Before US and MRI were capable of visualizing MDA with a high accuracy, imaging of MDA was limited to hysterosalpingography (HSG). Since the diagnostic imaging properties of MDA include mainly the configuration of the endometrial cavity and the external uterine contour, HSG is able to depict only certain types of MDA, whereas it fails in other cases and stays nonspecific for precise diagnosis, the latter mainly due to the lack of the visualization of the outer uterine contour. Because of this drawback, HSG did not provide diagnoses with high degrees of confidence, and US and MRI soon began to play a larger role in assessment and treatment of patients. As HSG provides, besides the morphological, also the functional information of tubal patency, it is still used in the primary imaging work-up in case of infertility clarification.

Nowadays, the first imaging modalities in the MDA assessment include pelvic US – transabdominal US (performed with a 2.5- to 5-MHz probe, for evaluation of the entire abdomen, especially for associated renal malformations) and transvaginal US (performed with a 5- to 8-MHz endovaginal probe, for better delineation of the uterus, vagina, and ovaries) – and MRI. Newer techniques, such as 3D US, even further improved the imaging diagnostics by giving better information about the external contour of the uterus and its volume [5, 16, 17].

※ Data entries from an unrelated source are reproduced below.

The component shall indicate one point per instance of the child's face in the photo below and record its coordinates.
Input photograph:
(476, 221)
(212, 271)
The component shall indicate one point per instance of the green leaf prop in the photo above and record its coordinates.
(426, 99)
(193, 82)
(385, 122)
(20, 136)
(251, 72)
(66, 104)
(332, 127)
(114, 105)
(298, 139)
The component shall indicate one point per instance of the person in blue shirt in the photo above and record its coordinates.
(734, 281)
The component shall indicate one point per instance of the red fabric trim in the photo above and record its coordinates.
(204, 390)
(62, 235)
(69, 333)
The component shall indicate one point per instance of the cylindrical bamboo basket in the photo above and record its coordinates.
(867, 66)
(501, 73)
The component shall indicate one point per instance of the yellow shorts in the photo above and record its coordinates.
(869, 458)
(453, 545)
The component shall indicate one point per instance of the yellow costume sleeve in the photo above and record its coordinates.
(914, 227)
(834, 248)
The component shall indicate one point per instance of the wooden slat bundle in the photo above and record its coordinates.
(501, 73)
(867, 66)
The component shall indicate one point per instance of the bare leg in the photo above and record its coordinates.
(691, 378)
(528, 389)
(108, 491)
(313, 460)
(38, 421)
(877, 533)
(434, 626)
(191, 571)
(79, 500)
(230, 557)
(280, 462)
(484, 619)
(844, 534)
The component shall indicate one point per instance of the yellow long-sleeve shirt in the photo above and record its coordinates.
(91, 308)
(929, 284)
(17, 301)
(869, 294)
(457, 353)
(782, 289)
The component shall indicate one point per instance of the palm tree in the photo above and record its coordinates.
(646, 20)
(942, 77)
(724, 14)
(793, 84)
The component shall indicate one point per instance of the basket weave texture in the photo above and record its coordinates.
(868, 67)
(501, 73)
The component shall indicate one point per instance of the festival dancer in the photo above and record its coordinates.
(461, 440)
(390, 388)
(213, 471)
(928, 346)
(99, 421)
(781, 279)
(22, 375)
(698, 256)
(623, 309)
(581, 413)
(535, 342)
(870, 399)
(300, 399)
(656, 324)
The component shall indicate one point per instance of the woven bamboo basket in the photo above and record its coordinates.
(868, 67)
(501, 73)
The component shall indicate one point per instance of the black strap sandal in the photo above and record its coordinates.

Magnetic resonance imaging (MRI) is today considered standard in the evaluation of MDA and accepted as the leading imaging modality for further surgical planning. MRI provides high-resolution images of the entire uterine anatomy (internal and external contour), as well as of secondary findings like renal malformations.

Among the three major imaging methods, MRI has the best accuracy in the evaluation of uterine anomalies (up to 100 % has been reported) [5, 8, 16, 17, 23, 24].